Issue: The contig assembly process in TELR is encountering multiple failures, leading to the generation of empty assemblies for several sequences.

Observed Behavior:

Logs:

11/29/2023 06:05:31: INFO: Parsing input files...
11/29/2023 06:05:31: INFO: Raw reads are provided
11/29/2023 06:05:31: INFO: Start alignment...
11/29/2023 22:24:36: INFO: Sort and index BAM...
11/29/2023 22:41:39: INFO: First alignment finished in 16 hours 36 minutes 8 seconds
11/29/2023 22:41:39: INFO: Detecting SVs from BAM file...
11/29/2023 23:00:59: INFO: SV detection finished in 19 minutes 19 seconds
11/29/2023 23:00:59: INFO: Parse structural variant VCF...
11/29/2023 23:02:33: INFO: Perform local assembly of non-reference TE loci...
11/30/2023 00:58:32: INFO: Local assembly finished in 1 hours 55 minutes 58 seconds
11/30/2023 00:58:32: INFO: Annotate contigs...
11/30/2023 01:02:07: INFO: Estimating allele frequency...
11/30/2023 01:02:46: INFO: Perform local realignment...
11/30/2023 01:12:33: INFO: Local realignment finished in 9 minutes 46 seconds
11/30/2023 01:13:58: INFO: Allele frequency estimation finished in 11 minutes 11 seconds
11/30/2023 03:25:49: INFO: Map contigs to reference...
11/30/2023 04:10:01: INFO: Write output...
11/30/2023 04:10:09: INFO: TELR finished in 22 hours 4 minutes 37 seconds

Additional Information:

Notes:

This issue is hindering the progress of the project.

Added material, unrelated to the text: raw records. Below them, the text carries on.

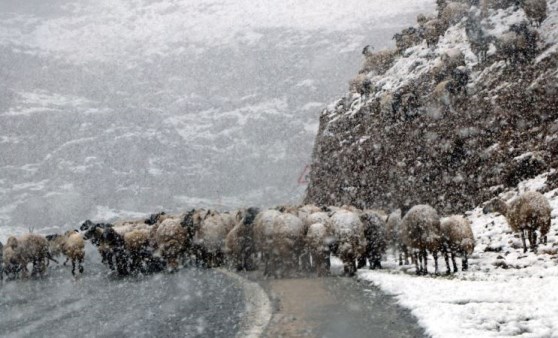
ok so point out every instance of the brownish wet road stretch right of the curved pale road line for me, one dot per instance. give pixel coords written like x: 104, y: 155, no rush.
x: 335, y: 307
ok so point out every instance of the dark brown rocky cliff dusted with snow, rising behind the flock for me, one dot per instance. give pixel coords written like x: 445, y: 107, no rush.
x: 440, y: 126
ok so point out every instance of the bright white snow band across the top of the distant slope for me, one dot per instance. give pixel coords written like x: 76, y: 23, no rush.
x: 130, y: 31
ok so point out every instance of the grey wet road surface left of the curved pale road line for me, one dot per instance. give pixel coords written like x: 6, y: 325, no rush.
x: 189, y: 303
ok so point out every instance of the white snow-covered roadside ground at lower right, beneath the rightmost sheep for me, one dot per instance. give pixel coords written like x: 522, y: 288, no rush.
x: 505, y: 292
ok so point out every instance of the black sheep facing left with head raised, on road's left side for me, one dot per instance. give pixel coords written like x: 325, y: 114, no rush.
x: 110, y: 244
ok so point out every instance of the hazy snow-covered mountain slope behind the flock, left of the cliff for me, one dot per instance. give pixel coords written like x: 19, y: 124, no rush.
x: 139, y: 106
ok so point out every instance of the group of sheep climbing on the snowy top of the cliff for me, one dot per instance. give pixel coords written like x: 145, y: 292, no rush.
x: 449, y: 76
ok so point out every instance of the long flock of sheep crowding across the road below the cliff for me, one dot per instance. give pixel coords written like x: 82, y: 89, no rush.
x: 283, y: 240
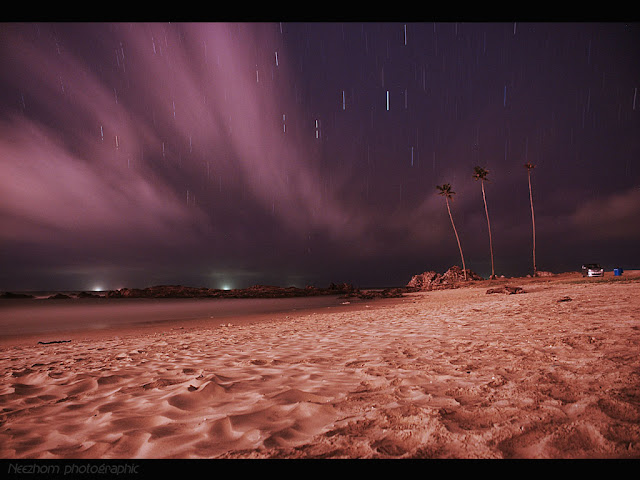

Any assistance or guidance in resolving this matter would be greatly appreciated.

shunhuahan commented 7 months ago

Hi @prakashnarayanan98,

Thanks for reporting the error. A few things:

  1. Can you describe the input FASTQ data, the library, and the reference genome? We have tested TELR on drosophila melanogaster dataset but not on other species.
  2. The "assembly failed" message is due to the assembler not being able to produce contigs. Based on your command line, I think you are using the default wtdbg2 assembler. Can you try with telr -i read.fastq -l library.fasta -r reference.fasta --assembler flye --polisher flye and see if switching to flye for assembly and polishing could help.

Thanks, Shunhua

prakashnarayanan98 commented 7 months ago

FASTQ Data:

Library: chakraborty_simulans_TE

shunhuahan commented 6 months ago

Thanks @prakashnarayanan98 for providing this info.

We haven't yet tested TELR extensively on simulans data, so there is no guarantee that the entire workflow will be issue-free for this species. Did you get any successful assemblies for most insertion candidates? If the assembly failure is only for a small subset of all non-reference TE insertions, you can potentially look into rescuing those assemblies ad-hoc. Below are files you can use for this purpose.

If you provide --keep_files when running TELR, all intermediate files will be kept under <output_dir>/intermediate_files.